CKD is associated with impaired clearance of VLDL and chylomicrons and accumulation of their atherogenic remnants as well as HDL deficiency and dysfunction [3, 6, 24]. These alterations are due to downregulation of LPL [7, 25] and VLDL receptor [9, 26] in skeletal muscle and adipose tissue, reduced GPIHBP1 expression in endothelial cells [7], downregulation of hepatic triglyceride lipase [10] and LRP [11] in the liver and diminished ratio of plasma ApoC-II, which is the activator of LPL, to ApoC-III, which is a potent inhibitor of LPL [27, 28]. In addition, upregulation of hepatic acyl-CoA cholesterol acyltransferase-2 (ACAT-2) in the liver and of ACAT-1 in the kidney and arterial tissue contributes to the pathogenesis of these abnormalities [29, 30].

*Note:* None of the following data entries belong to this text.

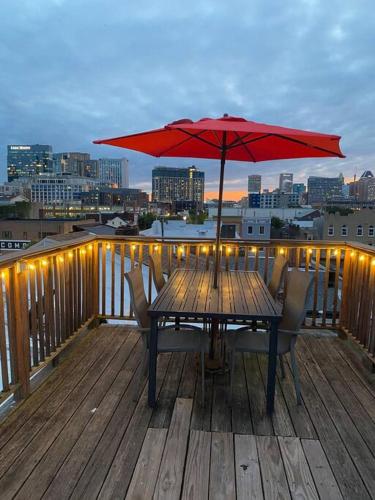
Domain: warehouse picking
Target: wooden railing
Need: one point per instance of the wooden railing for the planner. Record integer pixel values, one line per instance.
(48, 295)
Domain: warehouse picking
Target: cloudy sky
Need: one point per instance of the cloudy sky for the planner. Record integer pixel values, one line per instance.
(75, 70)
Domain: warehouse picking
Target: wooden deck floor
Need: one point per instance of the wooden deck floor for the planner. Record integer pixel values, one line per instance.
(85, 434)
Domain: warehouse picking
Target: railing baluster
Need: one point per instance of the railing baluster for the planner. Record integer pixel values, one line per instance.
(316, 286)
(3, 347)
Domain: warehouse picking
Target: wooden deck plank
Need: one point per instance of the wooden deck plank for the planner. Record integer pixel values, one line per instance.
(222, 476)
(122, 390)
(355, 444)
(21, 414)
(46, 470)
(324, 479)
(241, 417)
(262, 423)
(162, 414)
(52, 410)
(360, 417)
(146, 471)
(282, 423)
(173, 461)
(298, 474)
(197, 469)
(338, 456)
(274, 480)
(117, 451)
(248, 478)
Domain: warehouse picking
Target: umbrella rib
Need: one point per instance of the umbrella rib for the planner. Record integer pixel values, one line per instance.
(196, 136)
(303, 143)
(297, 141)
(240, 141)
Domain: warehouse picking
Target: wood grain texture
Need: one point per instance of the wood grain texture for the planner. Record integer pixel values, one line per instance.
(222, 476)
(147, 468)
(299, 477)
(197, 468)
(248, 478)
(172, 466)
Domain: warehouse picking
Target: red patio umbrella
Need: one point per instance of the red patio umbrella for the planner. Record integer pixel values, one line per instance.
(229, 138)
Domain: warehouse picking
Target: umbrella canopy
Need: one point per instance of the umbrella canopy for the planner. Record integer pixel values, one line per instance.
(229, 138)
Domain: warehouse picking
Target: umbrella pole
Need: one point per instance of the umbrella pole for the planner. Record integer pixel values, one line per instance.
(218, 228)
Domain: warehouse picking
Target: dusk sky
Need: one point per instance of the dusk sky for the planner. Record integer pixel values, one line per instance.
(72, 71)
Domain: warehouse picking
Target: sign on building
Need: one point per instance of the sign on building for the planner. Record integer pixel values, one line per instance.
(14, 244)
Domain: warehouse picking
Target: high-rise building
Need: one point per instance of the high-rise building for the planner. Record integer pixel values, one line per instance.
(176, 184)
(321, 189)
(254, 183)
(286, 183)
(114, 172)
(299, 188)
(78, 164)
(28, 160)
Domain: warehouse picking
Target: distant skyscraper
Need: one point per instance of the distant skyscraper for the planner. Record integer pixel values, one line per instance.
(177, 184)
(28, 160)
(320, 189)
(114, 171)
(254, 183)
(286, 183)
(77, 164)
(299, 188)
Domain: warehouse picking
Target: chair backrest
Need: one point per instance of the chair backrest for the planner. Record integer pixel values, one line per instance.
(138, 297)
(157, 271)
(280, 265)
(298, 288)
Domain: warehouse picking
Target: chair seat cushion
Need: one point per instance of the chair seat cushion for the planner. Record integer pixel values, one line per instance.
(183, 341)
(257, 342)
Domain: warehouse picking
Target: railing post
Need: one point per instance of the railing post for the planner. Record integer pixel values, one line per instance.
(19, 304)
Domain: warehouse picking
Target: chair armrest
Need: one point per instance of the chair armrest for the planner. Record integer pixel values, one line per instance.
(181, 326)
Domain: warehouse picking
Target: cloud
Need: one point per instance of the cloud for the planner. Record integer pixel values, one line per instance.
(76, 70)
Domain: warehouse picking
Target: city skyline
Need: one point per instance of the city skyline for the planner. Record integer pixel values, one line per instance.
(96, 76)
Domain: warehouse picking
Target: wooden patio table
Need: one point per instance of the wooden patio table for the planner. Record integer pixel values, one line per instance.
(241, 295)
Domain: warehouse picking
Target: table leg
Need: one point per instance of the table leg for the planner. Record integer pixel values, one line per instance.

CKD-induced dyslipidemia is characterized by hypertriglyceridemia, elevation of plasma VLDL, lipoprotein remnants and oxidized lipids and lipoproteins and reduced HDL-cholesterol concentration [31]. While much is known about the mechanisms by which CKD impairs clearance of the triglyceride-rich lipoproteins, little is known about the effect of CKD on fatty acid production and catabolism in the liver. As expected our CKD animals exhibited marked elevation of plasma triglyceride and free fatty acid concentrations. Several mechanisms can contribute to elevation of fatty acid concentration in the liver. These include (i) increased synthesis, (ii) reduced catabolism or (iii) reduced incorporation of fatty acid in triglycerides. To address these possibilities, we explored the expression of the key pathways in fatty acid biosynthesis, catabolism and incorporation in triglyceride.

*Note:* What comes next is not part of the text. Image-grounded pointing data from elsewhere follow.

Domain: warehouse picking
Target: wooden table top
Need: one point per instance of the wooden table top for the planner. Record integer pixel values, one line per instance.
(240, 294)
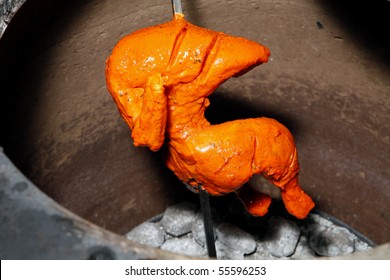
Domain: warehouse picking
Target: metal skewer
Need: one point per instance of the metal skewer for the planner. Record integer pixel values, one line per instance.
(203, 195)
(177, 7)
(207, 222)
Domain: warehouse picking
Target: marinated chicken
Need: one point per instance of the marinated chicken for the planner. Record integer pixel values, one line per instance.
(160, 78)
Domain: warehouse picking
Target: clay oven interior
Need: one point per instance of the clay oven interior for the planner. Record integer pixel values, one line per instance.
(328, 81)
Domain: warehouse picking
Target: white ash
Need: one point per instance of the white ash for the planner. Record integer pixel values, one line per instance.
(178, 219)
(180, 230)
(147, 233)
(184, 246)
(332, 241)
(198, 228)
(282, 237)
(224, 252)
(236, 239)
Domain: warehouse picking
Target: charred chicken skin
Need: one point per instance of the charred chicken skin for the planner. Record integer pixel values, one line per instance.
(160, 78)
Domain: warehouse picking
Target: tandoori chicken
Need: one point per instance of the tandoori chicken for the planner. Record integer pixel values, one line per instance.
(160, 78)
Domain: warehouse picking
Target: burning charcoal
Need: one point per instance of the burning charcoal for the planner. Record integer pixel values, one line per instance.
(226, 253)
(282, 237)
(178, 219)
(198, 227)
(185, 246)
(236, 239)
(148, 234)
(331, 241)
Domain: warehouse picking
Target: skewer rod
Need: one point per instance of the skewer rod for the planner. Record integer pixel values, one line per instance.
(208, 223)
(177, 7)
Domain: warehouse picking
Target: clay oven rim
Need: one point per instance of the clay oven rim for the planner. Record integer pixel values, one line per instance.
(226, 101)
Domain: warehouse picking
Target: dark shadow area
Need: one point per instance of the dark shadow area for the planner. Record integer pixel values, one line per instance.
(24, 40)
(367, 22)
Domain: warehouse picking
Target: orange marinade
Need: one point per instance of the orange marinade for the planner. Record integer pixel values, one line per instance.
(160, 78)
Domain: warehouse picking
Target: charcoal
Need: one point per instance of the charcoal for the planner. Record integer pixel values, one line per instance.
(198, 227)
(178, 219)
(150, 234)
(282, 237)
(331, 241)
(235, 238)
(261, 253)
(226, 253)
(303, 250)
(185, 246)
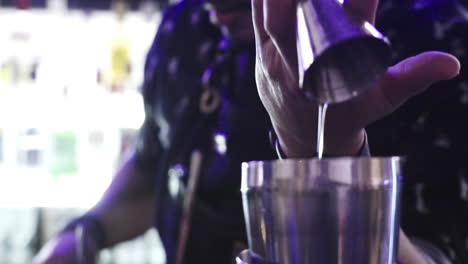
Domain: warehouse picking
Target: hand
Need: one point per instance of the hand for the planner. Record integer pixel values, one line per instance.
(63, 250)
(294, 117)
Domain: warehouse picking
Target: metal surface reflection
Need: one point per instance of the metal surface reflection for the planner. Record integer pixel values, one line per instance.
(339, 56)
(342, 210)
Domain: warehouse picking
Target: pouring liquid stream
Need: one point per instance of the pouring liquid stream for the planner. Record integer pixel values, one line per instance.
(321, 129)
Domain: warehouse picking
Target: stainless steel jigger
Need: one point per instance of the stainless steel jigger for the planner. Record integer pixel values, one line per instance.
(338, 58)
(341, 210)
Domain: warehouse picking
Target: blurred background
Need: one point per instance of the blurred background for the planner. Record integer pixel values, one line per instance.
(70, 106)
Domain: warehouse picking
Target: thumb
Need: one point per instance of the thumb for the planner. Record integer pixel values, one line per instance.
(408, 78)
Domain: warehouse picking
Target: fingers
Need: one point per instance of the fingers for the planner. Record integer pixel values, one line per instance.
(408, 78)
(275, 33)
(362, 9)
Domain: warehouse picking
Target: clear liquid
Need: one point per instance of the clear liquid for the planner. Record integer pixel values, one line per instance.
(321, 128)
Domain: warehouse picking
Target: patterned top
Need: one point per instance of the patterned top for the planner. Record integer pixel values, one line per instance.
(431, 129)
(186, 49)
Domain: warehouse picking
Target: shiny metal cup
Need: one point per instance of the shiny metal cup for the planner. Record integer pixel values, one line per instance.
(342, 210)
(338, 57)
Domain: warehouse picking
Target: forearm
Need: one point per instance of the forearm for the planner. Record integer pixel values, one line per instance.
(127, 208)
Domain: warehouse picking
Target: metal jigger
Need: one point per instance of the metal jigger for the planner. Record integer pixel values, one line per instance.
(341, 210)
(338, 59)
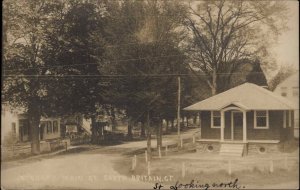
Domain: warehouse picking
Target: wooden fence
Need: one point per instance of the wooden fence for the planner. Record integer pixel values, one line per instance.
(80, 140)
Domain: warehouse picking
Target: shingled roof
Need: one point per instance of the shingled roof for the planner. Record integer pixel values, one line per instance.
(247, 96)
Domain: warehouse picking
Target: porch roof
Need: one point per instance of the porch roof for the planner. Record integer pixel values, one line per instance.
(247, 96)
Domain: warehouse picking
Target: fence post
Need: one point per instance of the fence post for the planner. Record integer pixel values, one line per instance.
(229, 167)
(183, 169)
(148, 168)
(159, 152)
(166, 149)
(133, 166)
(271, 166)
(181, 142)
(285, 162)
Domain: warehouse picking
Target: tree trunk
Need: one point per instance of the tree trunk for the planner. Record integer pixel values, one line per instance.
(143, 134)
(172, 125)
(195, 120)
(34, 117)
(167, 127)
(159, 134)
(113, 118)
(94, 137)
(214, 83)
(129, 132)
(187, 121)
(148, 137)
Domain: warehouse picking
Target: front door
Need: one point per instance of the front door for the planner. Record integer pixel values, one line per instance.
(237, 125)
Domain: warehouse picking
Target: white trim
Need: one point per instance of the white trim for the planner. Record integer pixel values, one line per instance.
(262, 127)
(212, 120)
(284, 119)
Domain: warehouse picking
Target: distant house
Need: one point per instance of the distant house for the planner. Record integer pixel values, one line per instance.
(75, 124)
(289, 89)
(15, 126)
(244, 119)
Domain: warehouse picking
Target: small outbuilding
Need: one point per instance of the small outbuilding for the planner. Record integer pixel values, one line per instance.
(246, 118)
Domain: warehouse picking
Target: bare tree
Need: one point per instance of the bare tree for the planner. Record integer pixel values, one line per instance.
(283, 73)
(226, 32)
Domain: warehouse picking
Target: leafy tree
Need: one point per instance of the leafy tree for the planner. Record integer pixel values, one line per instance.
(145, 53)
(226, 32)
(49, 46)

SREBP-1 and ChREBP are the transcription factors that independently promote the expression of genes encoding enzymes involved in biosynthesis of fatty acids. SREBP-1 is activated in response to the fall in cytosolic cholesterol, whereas ChREBP is activated in response to the elevation of cellular glucose load. The untreated CKD rats employed in our study exhibited a significant reduction in activation (nuclear translocation) of SREBP-1 and a significant increase in activation of ChREBP representing opposing influences. This was associated with significant increase in the abundance of the ACC and FAS, the key enzymes in fatty acid synthesis whose expression is promoted by either SREBP-1 and/or ChREBP. Upregulation of ACC and FAS in the face of the opposing sterol- and glucose-regulated pathways points to the dominant effect of the latter in the uremic liver. We have observed a similar phenomenon in the remnant kidney in this model [32]. The precise mechanism responsible for this phenomenon is unclear and requires further investigation. However, it may be due to reduced cellular catabolism of glucose as evidenced by downregulation of mitochondrial ATP synthase and diminished incorporation into glycogen as evidenced by the reduction of glycogen synthase seen in the liver of our CRF animals. By raising the cellular glucose level, these events can promote activation of ChREBP and expression of its downstream gene products.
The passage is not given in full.